Jan. 11, 1972 · Illinois Appellate Court · No. 11431
3 Ill. App. 3d 358

Phillip A. Smith et al., Plaintiffs-Appellees, v. George Muster, Defendant-Appellant.

(No. 11431;

Fourth District

January 11, 1972.

Phillips, Phebus & Tummelson, of Urbana, (George G. Bryan, of counsel, ) for appellant.

Mr. JUSTICE VERTICCHIO

delivered the opinion of the court:

This is an appeal from a judgment entered on behalf of the plaintiffs and against the defendant in the amount of $146.54 in the circuit court of Vermilion County. The suit arose out of an automobile accident at or near the intersection of Franklin Street and Voorhees Street in Danville, Illinois, on July 24, 1970.

The plaintiffs, pro se, filed the suit against the defendant.
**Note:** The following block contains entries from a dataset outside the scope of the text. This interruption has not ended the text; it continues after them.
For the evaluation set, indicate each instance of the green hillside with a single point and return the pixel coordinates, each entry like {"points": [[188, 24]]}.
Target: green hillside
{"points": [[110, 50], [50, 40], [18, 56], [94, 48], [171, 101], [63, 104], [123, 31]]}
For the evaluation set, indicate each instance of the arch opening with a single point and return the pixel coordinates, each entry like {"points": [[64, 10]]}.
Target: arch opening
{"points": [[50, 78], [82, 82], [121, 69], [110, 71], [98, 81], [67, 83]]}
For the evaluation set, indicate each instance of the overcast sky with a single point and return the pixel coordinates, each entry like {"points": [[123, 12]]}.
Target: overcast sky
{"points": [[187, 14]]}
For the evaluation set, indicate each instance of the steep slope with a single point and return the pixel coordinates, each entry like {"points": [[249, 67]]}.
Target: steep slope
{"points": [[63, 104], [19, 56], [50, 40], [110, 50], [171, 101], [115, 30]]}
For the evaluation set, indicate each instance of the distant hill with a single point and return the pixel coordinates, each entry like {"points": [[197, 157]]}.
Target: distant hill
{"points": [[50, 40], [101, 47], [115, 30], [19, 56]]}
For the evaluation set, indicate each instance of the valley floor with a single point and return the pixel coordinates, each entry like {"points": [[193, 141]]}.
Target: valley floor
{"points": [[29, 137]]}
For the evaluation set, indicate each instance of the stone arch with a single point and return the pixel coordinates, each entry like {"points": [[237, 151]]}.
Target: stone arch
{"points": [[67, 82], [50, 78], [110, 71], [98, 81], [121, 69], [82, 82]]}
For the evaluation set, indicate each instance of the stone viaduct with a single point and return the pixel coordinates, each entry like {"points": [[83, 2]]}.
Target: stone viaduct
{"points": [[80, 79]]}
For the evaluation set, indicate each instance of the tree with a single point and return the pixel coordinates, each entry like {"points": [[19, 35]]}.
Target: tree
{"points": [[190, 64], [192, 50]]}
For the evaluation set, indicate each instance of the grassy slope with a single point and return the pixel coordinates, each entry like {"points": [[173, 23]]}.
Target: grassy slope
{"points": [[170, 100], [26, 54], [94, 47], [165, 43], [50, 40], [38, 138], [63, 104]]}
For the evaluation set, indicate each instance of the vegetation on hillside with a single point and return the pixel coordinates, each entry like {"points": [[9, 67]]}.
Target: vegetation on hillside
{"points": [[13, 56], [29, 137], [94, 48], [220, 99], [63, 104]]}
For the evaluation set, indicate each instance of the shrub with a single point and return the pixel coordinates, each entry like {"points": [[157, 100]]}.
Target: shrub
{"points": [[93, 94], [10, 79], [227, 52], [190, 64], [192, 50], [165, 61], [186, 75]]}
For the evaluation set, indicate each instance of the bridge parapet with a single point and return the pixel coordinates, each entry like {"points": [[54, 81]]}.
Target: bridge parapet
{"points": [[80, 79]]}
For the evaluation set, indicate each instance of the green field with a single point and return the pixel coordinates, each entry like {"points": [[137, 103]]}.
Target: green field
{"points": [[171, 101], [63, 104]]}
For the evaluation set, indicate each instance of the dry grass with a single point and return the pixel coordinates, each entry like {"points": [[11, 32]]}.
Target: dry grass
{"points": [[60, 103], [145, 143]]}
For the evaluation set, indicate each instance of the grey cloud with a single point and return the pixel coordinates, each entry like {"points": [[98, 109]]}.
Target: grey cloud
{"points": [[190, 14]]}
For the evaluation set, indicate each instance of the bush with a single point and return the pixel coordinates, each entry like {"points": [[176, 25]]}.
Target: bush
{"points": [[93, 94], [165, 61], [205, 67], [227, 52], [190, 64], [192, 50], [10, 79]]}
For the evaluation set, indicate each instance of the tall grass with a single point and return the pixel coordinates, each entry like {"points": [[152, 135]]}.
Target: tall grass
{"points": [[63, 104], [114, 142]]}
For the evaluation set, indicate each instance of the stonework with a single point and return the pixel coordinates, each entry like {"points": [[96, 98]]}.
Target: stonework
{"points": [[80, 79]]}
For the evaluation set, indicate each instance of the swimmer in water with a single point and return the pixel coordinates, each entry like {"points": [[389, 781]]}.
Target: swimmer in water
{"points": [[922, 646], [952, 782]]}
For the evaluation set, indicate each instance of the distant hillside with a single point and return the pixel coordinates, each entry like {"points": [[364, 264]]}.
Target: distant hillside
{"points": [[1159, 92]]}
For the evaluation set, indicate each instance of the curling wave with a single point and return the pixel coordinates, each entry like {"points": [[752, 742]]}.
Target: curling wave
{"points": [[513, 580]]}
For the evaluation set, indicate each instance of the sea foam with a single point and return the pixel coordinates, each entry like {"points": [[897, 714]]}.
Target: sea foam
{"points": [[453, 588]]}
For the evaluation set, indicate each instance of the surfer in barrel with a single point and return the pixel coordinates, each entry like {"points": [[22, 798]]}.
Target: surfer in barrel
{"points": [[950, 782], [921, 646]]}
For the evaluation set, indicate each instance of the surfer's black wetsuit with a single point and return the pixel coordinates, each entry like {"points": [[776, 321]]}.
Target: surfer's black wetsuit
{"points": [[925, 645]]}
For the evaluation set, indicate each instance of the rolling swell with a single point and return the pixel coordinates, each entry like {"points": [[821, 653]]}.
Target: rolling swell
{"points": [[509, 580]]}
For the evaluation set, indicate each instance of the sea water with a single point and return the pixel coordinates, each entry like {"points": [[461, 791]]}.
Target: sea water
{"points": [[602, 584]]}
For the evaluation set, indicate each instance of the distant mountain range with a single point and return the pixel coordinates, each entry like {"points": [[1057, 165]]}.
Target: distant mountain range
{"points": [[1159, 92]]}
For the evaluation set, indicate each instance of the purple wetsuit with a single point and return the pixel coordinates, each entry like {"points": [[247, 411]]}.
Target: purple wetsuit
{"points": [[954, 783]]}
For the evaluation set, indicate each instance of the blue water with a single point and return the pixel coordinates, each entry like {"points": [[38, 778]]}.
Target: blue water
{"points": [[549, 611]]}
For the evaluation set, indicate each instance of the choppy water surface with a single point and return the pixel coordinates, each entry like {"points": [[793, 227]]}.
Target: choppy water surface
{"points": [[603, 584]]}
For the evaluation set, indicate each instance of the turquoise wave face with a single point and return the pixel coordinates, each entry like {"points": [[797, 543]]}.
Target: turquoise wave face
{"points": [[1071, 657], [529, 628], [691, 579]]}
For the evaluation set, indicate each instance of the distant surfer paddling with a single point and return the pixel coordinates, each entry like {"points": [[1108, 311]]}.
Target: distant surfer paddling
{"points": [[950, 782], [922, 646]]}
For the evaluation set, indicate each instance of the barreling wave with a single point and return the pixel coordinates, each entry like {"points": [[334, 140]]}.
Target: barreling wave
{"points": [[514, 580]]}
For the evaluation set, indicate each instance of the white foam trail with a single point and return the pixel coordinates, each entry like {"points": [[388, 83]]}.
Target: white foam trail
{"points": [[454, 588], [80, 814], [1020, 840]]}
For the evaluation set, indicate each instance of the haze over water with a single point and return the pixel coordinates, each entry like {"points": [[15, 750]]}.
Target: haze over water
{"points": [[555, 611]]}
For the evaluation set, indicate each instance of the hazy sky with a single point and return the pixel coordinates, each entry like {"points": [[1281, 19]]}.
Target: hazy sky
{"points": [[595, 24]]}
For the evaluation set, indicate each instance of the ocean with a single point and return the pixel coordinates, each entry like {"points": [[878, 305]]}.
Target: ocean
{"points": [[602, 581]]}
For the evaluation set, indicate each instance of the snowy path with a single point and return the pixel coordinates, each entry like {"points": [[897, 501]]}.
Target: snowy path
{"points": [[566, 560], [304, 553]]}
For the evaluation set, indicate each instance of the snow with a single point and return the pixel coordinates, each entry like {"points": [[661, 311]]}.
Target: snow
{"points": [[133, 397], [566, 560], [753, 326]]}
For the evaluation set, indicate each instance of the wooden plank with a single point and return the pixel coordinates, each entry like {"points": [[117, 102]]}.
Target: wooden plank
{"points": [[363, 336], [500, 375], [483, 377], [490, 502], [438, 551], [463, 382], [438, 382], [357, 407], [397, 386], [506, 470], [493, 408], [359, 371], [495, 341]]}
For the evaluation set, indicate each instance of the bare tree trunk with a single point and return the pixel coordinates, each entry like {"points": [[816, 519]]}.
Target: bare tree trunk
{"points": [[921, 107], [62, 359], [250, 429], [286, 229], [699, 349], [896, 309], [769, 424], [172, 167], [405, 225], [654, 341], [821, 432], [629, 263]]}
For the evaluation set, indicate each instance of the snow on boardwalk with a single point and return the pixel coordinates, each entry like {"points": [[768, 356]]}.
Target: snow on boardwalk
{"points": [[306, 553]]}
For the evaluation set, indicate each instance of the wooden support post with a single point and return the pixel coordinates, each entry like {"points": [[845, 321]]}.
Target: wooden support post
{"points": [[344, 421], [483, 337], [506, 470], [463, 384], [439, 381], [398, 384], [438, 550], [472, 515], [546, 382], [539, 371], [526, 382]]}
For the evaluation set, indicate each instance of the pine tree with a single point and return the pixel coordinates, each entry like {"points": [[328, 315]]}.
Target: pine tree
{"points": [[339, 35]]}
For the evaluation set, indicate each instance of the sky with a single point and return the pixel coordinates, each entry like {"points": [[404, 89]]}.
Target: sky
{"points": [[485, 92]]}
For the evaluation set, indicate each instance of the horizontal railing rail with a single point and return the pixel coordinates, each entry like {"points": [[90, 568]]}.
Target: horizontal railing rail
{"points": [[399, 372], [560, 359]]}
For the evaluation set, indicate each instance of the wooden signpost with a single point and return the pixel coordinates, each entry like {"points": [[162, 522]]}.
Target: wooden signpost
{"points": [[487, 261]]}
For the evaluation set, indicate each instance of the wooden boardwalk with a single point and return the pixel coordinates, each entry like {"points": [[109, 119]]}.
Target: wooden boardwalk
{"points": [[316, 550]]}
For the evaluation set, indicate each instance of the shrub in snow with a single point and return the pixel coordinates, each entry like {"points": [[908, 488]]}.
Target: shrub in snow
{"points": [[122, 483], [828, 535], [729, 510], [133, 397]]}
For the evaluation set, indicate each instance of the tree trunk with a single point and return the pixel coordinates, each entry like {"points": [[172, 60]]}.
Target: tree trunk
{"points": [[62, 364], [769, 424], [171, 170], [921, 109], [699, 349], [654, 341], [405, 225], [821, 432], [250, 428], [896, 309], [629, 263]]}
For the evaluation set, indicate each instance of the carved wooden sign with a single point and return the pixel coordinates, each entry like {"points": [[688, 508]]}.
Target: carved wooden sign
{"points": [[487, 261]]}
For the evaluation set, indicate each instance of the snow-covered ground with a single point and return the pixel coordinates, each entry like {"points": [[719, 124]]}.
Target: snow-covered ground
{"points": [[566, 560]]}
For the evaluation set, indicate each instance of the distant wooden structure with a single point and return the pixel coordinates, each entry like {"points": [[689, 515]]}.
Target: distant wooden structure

Defendant appeals from the judgment which was entered on behalf of the plaintiffs and against the defendant after a bench trial.

The issues on this appeal are directed to the sufficiency of the evidence and the admissibility of certain evidence relating to damages.

Unfortunately, the appellees have not filed a brief in this court.

In People v. Spinelli, 83 Ill.App.2d 391, 227 N.E.2d 779, the court stated that the absence of such a brief leaves the court in the dual role of advocate and judge.

As a result of the appellees’ failure to file a brief, this court does not have the benefit of their point of view concerning the sufficiency of the evidence and admissibility of the evidence. There is nothing to give support to the judgment of the trial court.

Supreme Court Rule 341, Ill. Rev. Stat. 1969, ch. 110 — A, ch. 341, provides for the filing of an appellees’ brief. While the court is not man*359dated to dismiss an appeal for failure to file a brief, the failure to comply with the rule is unfair both to this court and to the trial court. In certain cases this court may determine that justice requires a decision on the merits. This is within the sound discretion of the court. In this case a review of the nature of the issues establishes that the judgment should be reversed pro forma. See Timmerman v. Wilson, 74 Ill.App.2d 224, 219 N.E.2d 767; and Morella v. Melrose Park Cab. Co., 65 Ill.App.2d 175, 212 N.E.2d 106.

Therefore, the judgment of the circuit court of Vermilion County is reversed.

Judgment reversed.

SMITH, P. J., and CRAVEN, J., concur.